Ask HN: Best payment solution for a non-profit looking to accept micropayments? - habosa

I'm the webmaster for a small, non-profit student group looking to bring fundraising online.   The fundraiser involves taking small payments ($1-$2) from students via credit card.  I have previously worked with Stripe, but I am hesitant to use it for this situation because it will turn $1 into $0.67 and $2 into $1.64, which is a big drop in charitable donations.   I am looking for something extremely easy to set up that I can integrate into a form on a Ruby on Rails or Sinatra based website, but that won't charge the same high fees on such small charitable donations.   What are some of the good options here?
======
mchannon
Wepay.com is probably worth a look- IIRC, fees come out on the withdrawal
side.

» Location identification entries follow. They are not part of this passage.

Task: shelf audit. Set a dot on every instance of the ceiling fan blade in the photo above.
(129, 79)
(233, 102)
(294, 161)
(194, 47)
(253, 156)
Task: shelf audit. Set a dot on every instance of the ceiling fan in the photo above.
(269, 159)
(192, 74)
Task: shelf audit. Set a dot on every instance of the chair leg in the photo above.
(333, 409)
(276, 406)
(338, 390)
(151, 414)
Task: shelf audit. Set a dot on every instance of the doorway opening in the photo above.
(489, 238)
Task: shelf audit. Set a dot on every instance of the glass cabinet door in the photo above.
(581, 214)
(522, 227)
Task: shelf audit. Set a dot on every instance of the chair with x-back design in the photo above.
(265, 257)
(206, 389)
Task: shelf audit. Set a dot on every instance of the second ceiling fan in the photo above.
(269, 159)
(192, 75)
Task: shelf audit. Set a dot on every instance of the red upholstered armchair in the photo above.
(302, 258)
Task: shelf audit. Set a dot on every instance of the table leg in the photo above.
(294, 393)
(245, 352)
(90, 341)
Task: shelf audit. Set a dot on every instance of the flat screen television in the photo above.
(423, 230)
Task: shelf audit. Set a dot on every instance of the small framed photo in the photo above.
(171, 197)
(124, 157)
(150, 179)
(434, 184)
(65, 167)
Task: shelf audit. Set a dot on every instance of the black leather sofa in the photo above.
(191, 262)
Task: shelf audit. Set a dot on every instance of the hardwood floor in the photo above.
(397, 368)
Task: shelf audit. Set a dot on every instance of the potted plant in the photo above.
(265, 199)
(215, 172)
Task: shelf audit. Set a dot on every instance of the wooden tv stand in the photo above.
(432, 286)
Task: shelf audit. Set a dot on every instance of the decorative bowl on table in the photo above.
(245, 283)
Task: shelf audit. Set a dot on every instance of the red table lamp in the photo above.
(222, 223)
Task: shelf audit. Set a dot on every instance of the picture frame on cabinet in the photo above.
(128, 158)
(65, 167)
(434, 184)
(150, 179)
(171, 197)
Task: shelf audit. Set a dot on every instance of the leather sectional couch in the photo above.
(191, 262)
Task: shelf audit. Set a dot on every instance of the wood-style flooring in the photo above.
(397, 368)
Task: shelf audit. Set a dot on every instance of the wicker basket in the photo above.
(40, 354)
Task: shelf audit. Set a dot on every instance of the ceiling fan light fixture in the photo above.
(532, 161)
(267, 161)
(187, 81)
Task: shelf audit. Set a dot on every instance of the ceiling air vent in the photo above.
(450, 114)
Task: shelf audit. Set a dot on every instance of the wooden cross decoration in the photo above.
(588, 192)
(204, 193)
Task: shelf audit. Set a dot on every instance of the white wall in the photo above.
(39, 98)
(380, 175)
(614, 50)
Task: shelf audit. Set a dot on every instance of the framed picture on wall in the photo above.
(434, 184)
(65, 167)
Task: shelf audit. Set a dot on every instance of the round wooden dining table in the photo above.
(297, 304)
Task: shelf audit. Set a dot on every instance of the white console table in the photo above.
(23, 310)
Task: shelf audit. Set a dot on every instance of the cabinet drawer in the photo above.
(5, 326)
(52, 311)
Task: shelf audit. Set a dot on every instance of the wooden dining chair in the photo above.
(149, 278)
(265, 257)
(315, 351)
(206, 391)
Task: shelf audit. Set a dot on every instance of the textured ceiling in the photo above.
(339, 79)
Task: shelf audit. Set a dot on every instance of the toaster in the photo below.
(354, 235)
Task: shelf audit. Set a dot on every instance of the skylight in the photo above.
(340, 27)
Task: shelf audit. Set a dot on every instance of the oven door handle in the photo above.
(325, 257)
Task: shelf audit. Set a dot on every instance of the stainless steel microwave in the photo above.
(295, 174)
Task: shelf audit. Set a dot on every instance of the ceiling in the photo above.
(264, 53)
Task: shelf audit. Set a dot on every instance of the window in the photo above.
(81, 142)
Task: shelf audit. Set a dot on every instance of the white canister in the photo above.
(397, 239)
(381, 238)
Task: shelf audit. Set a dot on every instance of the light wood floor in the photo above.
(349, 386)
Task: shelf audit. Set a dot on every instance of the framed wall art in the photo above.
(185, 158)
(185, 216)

It was designed and pushed with this exact application in mind.

Most payment services tend to be onerous for the one-time micropayor, and
Wepay was pretty painless.

Dwolla would probably be better if they could streamline the signup process.
(It's free for this size of micropayment)

Anytime you involve a credit card, you're going to involve fees of one kind or
another. Luckily there are now more alternatives than ever before.

------
dangrossman
Talk to PayPal. Their micropayments accounts are 5% + $0.05 per transaction,
so the fee on $1 would be only $0.10.